In the Christian Gospels, we encounter the Pharisees through the polemical perspective of a relatively new Jesus movement that was distancing itself from other strands of Jewish tradition. These negative depictions have become laden with anti-Semitic undertones, which I repudiate here. I use the term “pharisee” in a contemporary, generic sense to denote anyone who claims an insider’s superior knowledge of tradition from which to judge others.
Persons who are comfortable with themselves are less prone to this self-importance than are those who (like myself) harbor nagging doubts about our worth and others’ acceptance of us. Believing that we are “weighty Friends” is a hedge against insecurity, a way of shoring up our self-worth. The more fragile our sense of self and the less satisfaction we feel in the rest of our lives, the more prone we are to judge.
The most common guise of a Quaker pharisee is to speak earnestly and judgmentally on behalf of what we regard as inviolable Quaker values. Passionate about good order as we understand it, we can be hard on each other, relying upon intellectual principles rather than the deeper, compassionate heart-knowing that Friends call testimonies.

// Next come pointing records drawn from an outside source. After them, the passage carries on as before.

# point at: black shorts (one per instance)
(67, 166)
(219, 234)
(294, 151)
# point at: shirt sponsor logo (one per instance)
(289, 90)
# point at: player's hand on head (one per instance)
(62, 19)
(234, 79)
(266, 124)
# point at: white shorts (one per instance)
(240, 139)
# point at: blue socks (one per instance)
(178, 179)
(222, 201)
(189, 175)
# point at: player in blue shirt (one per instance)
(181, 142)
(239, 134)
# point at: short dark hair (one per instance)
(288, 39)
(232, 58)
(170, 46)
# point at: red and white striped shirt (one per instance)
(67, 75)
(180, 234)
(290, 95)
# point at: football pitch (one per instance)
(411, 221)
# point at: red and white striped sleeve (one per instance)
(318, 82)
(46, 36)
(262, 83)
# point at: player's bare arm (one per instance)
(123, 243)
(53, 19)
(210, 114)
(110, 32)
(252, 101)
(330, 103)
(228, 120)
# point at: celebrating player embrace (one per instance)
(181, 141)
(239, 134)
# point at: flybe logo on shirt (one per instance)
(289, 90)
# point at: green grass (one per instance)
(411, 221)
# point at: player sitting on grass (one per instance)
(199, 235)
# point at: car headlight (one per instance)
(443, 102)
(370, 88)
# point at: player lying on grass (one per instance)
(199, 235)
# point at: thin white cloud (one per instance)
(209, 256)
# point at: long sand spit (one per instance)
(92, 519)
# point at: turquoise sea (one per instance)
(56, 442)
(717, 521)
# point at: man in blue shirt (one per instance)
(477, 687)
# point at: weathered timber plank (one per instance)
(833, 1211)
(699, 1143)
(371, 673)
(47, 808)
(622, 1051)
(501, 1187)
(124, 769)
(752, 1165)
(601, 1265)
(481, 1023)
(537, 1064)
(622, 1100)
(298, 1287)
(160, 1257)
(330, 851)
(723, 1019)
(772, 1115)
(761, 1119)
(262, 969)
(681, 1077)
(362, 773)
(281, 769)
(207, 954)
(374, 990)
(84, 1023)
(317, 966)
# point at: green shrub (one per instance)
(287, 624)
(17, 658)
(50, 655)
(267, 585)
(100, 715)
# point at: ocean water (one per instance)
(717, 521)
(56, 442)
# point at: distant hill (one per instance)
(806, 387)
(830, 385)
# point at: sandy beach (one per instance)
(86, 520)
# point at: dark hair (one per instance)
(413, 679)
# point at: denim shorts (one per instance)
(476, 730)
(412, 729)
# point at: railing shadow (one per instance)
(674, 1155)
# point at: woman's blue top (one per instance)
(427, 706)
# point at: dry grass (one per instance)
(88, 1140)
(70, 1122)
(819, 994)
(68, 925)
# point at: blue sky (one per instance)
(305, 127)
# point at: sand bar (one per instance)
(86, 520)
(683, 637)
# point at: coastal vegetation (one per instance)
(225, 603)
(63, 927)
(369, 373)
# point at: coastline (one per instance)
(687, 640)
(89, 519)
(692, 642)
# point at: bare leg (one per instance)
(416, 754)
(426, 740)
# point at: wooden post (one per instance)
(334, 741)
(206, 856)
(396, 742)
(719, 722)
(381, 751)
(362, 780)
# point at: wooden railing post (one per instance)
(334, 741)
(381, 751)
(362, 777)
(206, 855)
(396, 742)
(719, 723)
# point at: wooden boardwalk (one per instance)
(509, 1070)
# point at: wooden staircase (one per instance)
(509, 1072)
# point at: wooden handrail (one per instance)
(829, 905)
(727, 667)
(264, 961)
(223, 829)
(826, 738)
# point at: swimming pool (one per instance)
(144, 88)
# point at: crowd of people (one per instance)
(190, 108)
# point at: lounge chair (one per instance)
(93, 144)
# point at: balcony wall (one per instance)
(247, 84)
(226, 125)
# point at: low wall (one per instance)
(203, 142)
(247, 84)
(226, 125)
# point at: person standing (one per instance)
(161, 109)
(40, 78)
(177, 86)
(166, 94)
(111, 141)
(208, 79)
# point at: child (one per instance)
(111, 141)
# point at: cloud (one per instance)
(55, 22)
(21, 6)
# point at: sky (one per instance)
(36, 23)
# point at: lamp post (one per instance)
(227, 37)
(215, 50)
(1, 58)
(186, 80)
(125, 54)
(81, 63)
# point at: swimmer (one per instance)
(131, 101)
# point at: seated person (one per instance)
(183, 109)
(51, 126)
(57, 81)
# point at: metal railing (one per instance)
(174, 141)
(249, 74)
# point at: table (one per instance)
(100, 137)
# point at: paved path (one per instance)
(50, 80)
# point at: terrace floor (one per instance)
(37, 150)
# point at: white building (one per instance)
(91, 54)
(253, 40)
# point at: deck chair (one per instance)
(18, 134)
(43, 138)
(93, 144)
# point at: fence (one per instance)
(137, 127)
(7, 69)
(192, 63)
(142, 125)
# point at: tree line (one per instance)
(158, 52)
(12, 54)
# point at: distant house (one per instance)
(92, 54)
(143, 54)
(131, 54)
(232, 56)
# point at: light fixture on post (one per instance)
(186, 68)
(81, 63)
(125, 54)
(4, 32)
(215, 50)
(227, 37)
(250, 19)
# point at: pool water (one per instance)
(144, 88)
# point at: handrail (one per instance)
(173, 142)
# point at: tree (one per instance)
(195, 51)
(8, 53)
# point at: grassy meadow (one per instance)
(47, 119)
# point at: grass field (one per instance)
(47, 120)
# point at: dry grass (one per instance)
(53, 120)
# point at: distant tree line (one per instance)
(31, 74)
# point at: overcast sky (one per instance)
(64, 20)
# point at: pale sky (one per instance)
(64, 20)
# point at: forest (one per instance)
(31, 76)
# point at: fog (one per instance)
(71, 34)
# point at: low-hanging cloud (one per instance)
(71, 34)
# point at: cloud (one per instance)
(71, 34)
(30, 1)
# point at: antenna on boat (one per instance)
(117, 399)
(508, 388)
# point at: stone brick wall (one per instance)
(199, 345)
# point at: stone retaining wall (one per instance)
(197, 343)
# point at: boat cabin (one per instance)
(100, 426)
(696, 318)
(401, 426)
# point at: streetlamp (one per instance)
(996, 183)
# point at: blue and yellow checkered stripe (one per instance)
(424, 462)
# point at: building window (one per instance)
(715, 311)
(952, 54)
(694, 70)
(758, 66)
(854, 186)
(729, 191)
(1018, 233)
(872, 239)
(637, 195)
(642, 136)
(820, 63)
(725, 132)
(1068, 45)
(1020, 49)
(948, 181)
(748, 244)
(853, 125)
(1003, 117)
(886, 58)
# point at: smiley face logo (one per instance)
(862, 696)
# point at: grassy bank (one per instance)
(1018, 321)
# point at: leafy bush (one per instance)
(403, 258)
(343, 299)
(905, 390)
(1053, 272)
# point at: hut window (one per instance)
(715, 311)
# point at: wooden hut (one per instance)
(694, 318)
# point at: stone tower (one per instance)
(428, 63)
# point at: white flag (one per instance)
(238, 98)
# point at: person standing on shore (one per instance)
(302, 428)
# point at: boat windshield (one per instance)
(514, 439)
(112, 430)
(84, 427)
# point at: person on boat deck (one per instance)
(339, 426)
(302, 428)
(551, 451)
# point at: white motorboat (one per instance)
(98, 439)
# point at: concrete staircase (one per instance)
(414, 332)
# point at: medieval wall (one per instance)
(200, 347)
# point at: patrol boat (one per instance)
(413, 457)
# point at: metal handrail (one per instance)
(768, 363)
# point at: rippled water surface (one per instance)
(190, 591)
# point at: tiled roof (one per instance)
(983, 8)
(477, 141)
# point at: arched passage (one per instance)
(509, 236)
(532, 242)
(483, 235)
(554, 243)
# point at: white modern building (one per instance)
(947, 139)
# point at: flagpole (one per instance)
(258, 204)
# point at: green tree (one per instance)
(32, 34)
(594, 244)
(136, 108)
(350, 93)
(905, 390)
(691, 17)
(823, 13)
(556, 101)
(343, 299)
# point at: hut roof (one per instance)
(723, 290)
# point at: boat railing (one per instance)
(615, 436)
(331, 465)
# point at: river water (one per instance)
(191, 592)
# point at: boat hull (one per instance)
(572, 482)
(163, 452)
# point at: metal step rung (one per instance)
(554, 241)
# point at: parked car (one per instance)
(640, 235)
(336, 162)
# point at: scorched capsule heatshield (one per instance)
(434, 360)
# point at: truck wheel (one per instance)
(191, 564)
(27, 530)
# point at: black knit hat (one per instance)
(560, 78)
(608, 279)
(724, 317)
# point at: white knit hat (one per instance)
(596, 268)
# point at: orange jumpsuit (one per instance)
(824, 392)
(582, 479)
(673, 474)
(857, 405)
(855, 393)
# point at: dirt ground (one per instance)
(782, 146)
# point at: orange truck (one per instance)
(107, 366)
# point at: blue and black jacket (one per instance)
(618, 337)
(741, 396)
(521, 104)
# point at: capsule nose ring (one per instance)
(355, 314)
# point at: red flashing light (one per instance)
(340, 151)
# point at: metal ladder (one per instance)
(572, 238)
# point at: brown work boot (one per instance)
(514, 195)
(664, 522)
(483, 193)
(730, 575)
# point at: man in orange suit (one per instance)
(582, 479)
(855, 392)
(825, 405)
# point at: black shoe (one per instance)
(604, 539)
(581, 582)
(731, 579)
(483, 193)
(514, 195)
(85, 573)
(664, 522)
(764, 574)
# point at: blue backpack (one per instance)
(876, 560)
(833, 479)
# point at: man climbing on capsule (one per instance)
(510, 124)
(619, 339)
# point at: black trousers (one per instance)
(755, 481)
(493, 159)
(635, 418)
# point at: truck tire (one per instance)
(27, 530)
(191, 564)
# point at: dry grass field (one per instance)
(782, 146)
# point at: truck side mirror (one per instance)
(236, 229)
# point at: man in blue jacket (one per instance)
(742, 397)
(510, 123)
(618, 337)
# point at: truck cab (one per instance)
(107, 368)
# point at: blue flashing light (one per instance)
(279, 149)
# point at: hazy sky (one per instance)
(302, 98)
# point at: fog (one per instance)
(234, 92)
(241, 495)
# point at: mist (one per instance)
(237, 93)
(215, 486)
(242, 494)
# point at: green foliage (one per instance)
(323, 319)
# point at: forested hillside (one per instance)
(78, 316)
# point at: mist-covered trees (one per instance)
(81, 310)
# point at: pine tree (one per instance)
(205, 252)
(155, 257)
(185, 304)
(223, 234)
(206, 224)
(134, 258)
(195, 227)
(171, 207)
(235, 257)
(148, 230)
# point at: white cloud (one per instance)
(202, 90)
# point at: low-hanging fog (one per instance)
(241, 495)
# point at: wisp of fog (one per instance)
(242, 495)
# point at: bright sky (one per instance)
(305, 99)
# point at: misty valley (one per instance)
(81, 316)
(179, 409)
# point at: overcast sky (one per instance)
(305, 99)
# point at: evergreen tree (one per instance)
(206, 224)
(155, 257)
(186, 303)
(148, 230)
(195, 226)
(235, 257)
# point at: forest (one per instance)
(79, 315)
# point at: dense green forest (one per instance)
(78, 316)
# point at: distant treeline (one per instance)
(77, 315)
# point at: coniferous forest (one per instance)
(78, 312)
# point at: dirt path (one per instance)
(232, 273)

I have seen relatively new Friends chastise even newer Friends for not being “Quakerly.” I have seen a presiding clerk coldly criticized for committing a “sin” because he did not follow established precedent. And when I have felt anger rising in myself about how a Meeting for Business is proceeding, I have heard words of frustrated judgment coming out of my own mouth.
Speaking as Quaker pharisees, we may be right in a certain legalistic sense. We may indeed be well informed about usual procedures, or relevant pages in Faith and Practice, or what Quaker history suggests for the issue before us. What makes us pharisees is not that we are mistaken in our point; rather, it lies in our self-righteous pose. Ignoring core Christian and Quaker values of love and humility, we sacrifice kindness on the altar of correctness.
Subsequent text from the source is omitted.